The iniquities of the Unix shell

by Fred Ross Last updated: July 29, 2011

Most bioinformaticists that I know regard the Unix shell as their interface to their computer. There are other things floting around out there in the depths of whatever Unix-like operating system they run, but in their minds everything passes through the shell as the milieu in which computing takes place.

This is not only wrong, it is dangerously wrong. I'll explain why it's wrong, then come back to the dangerous part afterwards.

Everyone has learned some variation of the idealized von Neumann computing machine: a processor that executes one instruction at a time and some contiguous bank of memory which it is connected to. Instructions in the processor can take a memory address in a register and read the data found at that address in memory into another register, or write the contents of that other register to that address in memory. Perhaps the registers are replaced by a stack. The memory might be layered, with some parts being faster to access and smaller and size, and others increasingly large and slow.

A program specifies the behavior of this machine. Typically they start with data at one place in memory and produce other data in another place in memory. This should all sound very familiar. A way of specifying programs is an interface to the computer.

So does a shell script constitute a program for this machine?

Many of my readers doubtless said yes.
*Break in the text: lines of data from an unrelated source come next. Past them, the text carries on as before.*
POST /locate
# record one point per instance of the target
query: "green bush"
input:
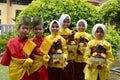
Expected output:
(52, 9)
(113, 37)
(111, 11)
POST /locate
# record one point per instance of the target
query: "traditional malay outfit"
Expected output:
(38, 70)
(98, 57)
(57, 50)
(68, 35)
(17, 53)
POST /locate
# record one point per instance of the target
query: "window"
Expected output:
(17, 12)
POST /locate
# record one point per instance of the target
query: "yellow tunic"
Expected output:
(79, 58)
(66, 32)
(37, 63)
(18, 67)
(53, 38)
(91, 74)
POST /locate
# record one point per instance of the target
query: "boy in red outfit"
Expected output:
(17, 52)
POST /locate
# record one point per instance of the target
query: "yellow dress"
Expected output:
(54, 38)
(66, 32)
(91, 73)
(79, 58)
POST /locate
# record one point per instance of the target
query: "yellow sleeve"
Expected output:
(88, 52)
(110, 57)
(64, 47)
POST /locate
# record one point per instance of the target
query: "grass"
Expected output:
(4, 73)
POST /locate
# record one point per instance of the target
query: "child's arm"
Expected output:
(6, 58)
(109, 54)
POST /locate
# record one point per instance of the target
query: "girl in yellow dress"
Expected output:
(57, 52)
(82, 39)
(98, 55)
(65, 32)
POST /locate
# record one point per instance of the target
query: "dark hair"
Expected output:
(37, 21)
(25, 20)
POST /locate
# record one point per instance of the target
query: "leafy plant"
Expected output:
(52, 9)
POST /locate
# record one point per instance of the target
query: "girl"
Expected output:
(38, 70)
(65, 32)
(17, 52)
(57, 52)
(82, 39)
(98, 55)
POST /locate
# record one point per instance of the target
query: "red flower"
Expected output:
(98, 54)
(59, 41)
(73, 32)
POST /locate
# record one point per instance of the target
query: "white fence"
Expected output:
(5, 28)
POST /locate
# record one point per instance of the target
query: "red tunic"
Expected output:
(14, 49)
(41, 73)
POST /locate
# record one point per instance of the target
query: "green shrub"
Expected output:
(52, 9)
(111, 11)
(113, 37)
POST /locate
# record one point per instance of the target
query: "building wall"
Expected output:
(16, 7)
(4, 12)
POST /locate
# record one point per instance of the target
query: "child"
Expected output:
(38, 70)
(65, 32)
(82, 39)
(98, 55)
(17, 52)
(57, 52)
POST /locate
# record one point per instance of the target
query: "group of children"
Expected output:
(62, 55)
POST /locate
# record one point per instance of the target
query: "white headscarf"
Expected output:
(96, 26)
(51, 23)
(82, 20)
(62, 17)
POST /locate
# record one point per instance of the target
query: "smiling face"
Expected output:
(66, 22)
(55, 28)
(38, 31)
(81, 27)
(99, 34)
(23, 31)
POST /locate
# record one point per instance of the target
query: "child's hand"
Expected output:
(46, 57)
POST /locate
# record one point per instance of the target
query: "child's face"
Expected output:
(81, 27)
(55, 28)
(24, 31)
(66, 23)
(38, 30)
(99, 34)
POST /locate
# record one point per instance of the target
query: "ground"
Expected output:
(4, 72)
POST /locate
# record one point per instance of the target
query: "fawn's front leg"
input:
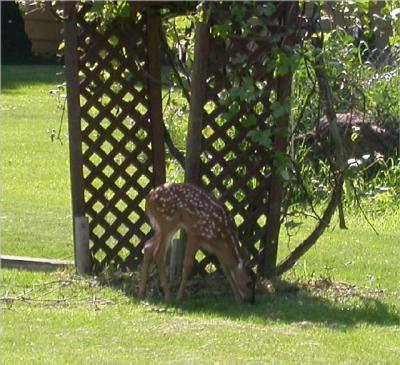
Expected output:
(191, 248)
(148, 256)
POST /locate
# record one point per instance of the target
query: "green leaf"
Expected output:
(279, 110)
(266, 10)
(249, 120)
(263, 138)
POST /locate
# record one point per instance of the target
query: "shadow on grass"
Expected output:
(15, 77)
(303, 306)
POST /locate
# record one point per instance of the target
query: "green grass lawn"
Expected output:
(346, 311)
(35, 195)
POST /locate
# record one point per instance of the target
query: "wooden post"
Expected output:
(80, 224)
(193, 143)
(154, 86)
(197, 101)
(269, 253)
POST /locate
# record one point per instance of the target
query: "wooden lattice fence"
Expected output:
(117, 122)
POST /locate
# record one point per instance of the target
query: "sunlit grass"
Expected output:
(35, 189)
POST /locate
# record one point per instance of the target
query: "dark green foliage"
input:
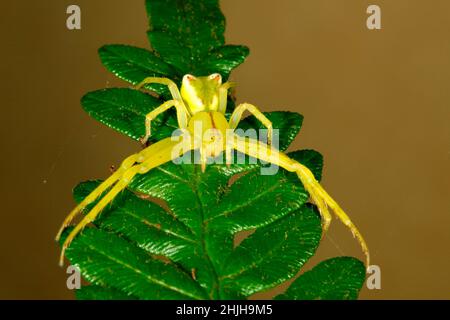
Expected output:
(170, 234)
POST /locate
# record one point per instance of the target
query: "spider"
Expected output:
(203, 100)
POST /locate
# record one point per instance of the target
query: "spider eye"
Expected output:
(216, 77)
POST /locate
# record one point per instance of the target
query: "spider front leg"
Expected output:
(322, 199)
(182, 117)
(164, 81)
(223, 95)
(126, 164)
(236, 117)
(149, 158)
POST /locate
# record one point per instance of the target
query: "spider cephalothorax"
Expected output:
(200, 108)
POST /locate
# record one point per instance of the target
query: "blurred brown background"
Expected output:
(376, 105)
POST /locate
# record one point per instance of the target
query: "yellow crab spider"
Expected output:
(202, 100)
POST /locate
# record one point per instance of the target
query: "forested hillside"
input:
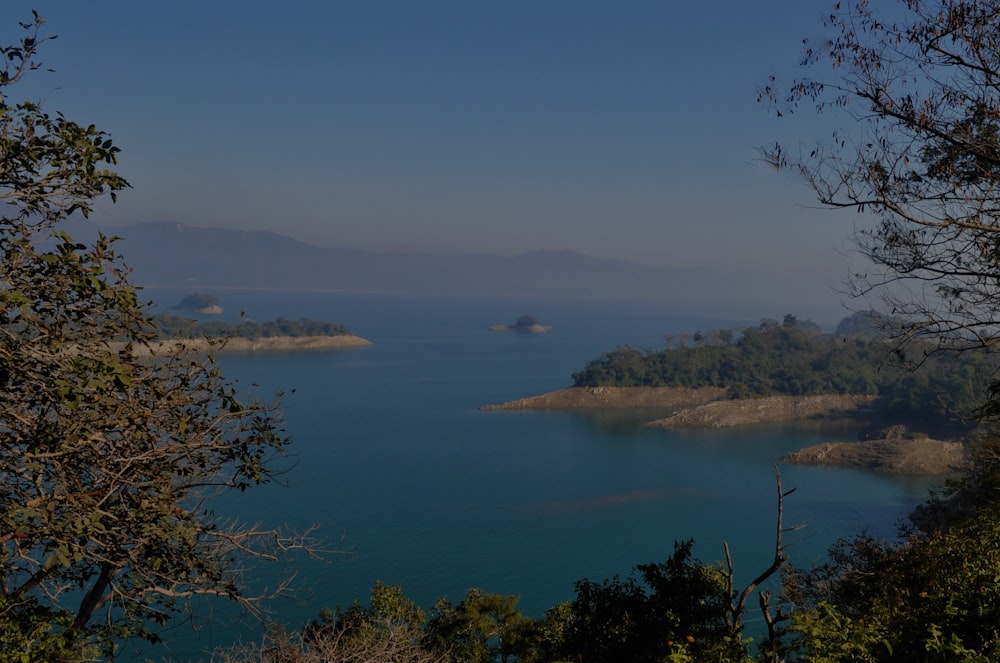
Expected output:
(795, 358)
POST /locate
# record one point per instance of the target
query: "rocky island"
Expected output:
(782, 372)
(526, 324)
(173, 331)
(199, 303)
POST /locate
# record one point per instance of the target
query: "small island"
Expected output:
(199, 303)
(170, 332)
(780, 371)
(526, 324)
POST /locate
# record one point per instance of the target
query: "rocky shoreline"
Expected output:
(890, 455)
(709, 408)
(264, 344)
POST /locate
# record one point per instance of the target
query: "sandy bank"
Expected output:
(740, 412)
(582, 398)
(266, 344)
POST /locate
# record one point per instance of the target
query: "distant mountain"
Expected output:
(166, 254)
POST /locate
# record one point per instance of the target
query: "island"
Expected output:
(199, 303)
(903, 420)
(170, 332)
(526, 324)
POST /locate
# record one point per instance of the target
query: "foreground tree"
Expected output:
(920, 85)
(106, 459)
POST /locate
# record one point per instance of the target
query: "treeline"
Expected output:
(173, 326)
(931, 596)
(796, 359)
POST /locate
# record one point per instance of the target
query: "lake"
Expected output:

After all, it begins with data at one address (which happens to be a file in the filesystem, but that's a memory address) and generally leaves data at another address (again in the file system, or perhaps stdout). It specifies the behavior of the machine. How could it not be a program for this machine?

It specifies the behavior of a machine, but not of this machine. When you run ls | tail -n 7, you do not have a coherent piece of memory. The operating system establishes the appearance of a contiguous chunk of memory for ls, and it establishes a second, completely disjoint chunk of memory for tail. In effect, there are two machines. The operating system goes through contortions to hand off a starting pattern of data to tail and to do something with the final pattern of data from ls. The shell script describes a machine more like a prototyping board in electrical engineering. The Unix shell is a more convenient way of starting programs than keying them in by hand with switches on the front of the machine.

Why is this error dangerous?

If you regard the Unix shell as the interface to the machine, then writing a program consists of linking up pieces in the shell. The programmer may have to venture into some other world in order to create pieces, but those pieces are thought of as the atomic units. Among such programmers, all projects will end up producing shell commands. Each command will have its own file format, or ape the format of another command. There will be no publication of algorithms, only publication of shell commands. After a certain point the programmers realize that they are running out of descriptive names that are short enough to type comfortably. They begin creating namespaces by having a single command accept subcommands: foobar create, foobar delete, foobar check, etc.

Among such programmers much of the "work" of the field will consist of dealing with file formats, resolving naming conflicts, and trying to find bigger, better ways to connect pieces, never realizing that all of these are irrelevant.

A program consists of algorithms that run on data structures. Anything that interferes with running the algorithms on the data structures is part of the problem set, not the solution set. File formats to get data from one program to another are a problem. Leave the result of an algorithm in memory for the next algorithm to operate on. Naming every possible operation and adding subcommands to avoid conflicts and reuse names is a problem. Use a language with namespace support, like anything designed since the 1970s. Bigger and better ways to connect shell commands --- these go under the moniker of "workflow managers" --- are a problem. Calling conventions ceased to be a topic of controversey in programming languages in the 1970s, and instrumenting programs to monitor and log their execution has spawned that exotic tool, the "debugger".

The shell mindset results in two dangers. First, as the cruft wedged between algorithms increases, more and more of the field spends more and more of its time fighting through with it instead of real problems. Estimating from my own experience and observation of my colleagues, most bioinformaticists today spend between 90% and 100% of their time stuck in cruft. Methods are chosen because the file formats are compatible, not because of any underlying suitability. Second, algorithms vanish from the field. They are not published. They are not analyzed. They are not seen. I am not worried about a lack of understanding of the heuristics for solving NP-complete problems like sequence matching, though I would love to be. I'm worried about the number of bioinformaticists who don't understand the difference between an O(n) and an O(n2) algorithm, and don't realize that it matters.

I don't know what to halt this process. It may be too late. Biologists are pouring into the field and being taught that the irrelevancies and trivialities of file formats and workflow managers are legitimate work. They go back and tell their colleagues that it's all very complicated and difficult without ever seeing the really difficult parts of programming. We may be doomed.